The Word of the Year isAuthentic
The Tech World Changed by Artificial Intelligence: An Arms Race for Google, Microsoft, the Office of the Vice President, and the White House
The tech world was changed by it. Microsoft’s $1 billion gamble on Open AI was a masterstroke. Microsoft CEO Satya Nadella, with early access to OpenAI’s advances, quickly integrated the technology behind ChatGPT into its Bing search engine and pledged billions more of investment to its maker. This sparked an arms race. In order to push out a search-based bot that it bragged about being slow on releasing, Google went into a frantic Code Red. Hundreds of millions or billions of dollars have been raised by competitors like Anthropic and Inflection. But no company benefited more than Nvidia, which built the chips that powered large language models. The tech had a bad balance of power.
Millions of people tried to figure out how to use this tool to improve their work. Many more simply played with it in wonder. I can’t remember how many times the journalists asked the company for comment on an issue and it dutifully responded. It is not easy to say what they were trying to prove. Maybe one day human content is going to be a novelty.

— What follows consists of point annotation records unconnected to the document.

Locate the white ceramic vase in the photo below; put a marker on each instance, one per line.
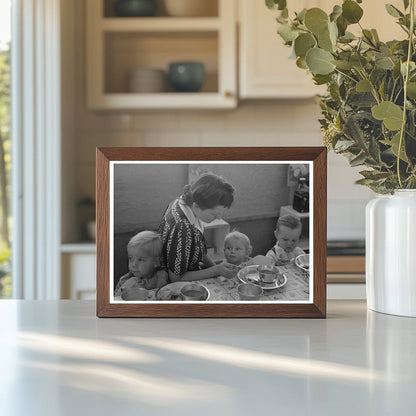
(391, 253)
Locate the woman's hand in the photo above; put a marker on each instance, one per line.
(226, 269)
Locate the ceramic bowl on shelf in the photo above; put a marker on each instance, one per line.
(135, 8)
(191, 8)
(92, 230)
(147, 80)
(249, 291)
(269, 274)
(186, 76)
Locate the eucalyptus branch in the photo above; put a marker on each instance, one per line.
(346, 75)
(405, 81)
(373, 88)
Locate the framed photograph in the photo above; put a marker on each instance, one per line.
(211, 232)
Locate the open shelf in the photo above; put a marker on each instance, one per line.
(118, 45)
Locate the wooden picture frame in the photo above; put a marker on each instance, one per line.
(134, 184)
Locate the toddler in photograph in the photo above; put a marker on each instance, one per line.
(287, 233)
(237, 251)
(237, 248)
(144, 253)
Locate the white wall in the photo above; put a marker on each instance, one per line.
(253, 123)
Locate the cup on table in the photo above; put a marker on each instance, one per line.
(249, 291)
(134, 293)
(193, 291)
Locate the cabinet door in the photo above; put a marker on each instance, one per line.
(264, 66)
(119, 46)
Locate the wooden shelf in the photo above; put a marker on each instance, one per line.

It was a shrieking wake-up call that a technology with impact on the scale of the internet was about to change our lives, perhaps most significantly. Barack Obama was eager to talk about artificial intelligence when he guesthosted an issue of WIRED in 2016: Governments in the U.S., Europe and even China were nervously watching the technology’s rise for years. There was an executive order from the Trump White House. All of it was a lot of talk. Politicians realized after the start of the revolution that scientific revolutions do not care much about bluster, and that this was a revolution of the first order. The White House and Congress needed to address certain issues in the last year, which included artificial intelligence regulation. Joe Biden’s own, expansive executive order seemed to reflect the sudden urgency, though it’s far from clear that it will change the course of events.
At first it looked unbelievable, but Henry Kissinger had died. The news agencies had been planning for the resignation of Nixon’s secretary of state for a long time. When people were getting the news via texts, it seemed even more unbelievable. Everything does now. The metaverse has a story about the man who told advertisers to fuck themselves at a time when X might use the money. Even intelligence is artificial.
This is perhaps why there is a premium on genuineness. On the real deal. Monday, Merriam-Webster announced its word of the year: authentic. Like Spotify Wrapped, the announcement is something of an internet holiday. Like Wrapped, 2023’s word has ties to Taylor Swift, who is one of the most-streamed artists on the platform. Beyond Swift, searches for authenticity were up on M-W because of stories and conversations about artificial intelligence, celebrity culture, identity and social media.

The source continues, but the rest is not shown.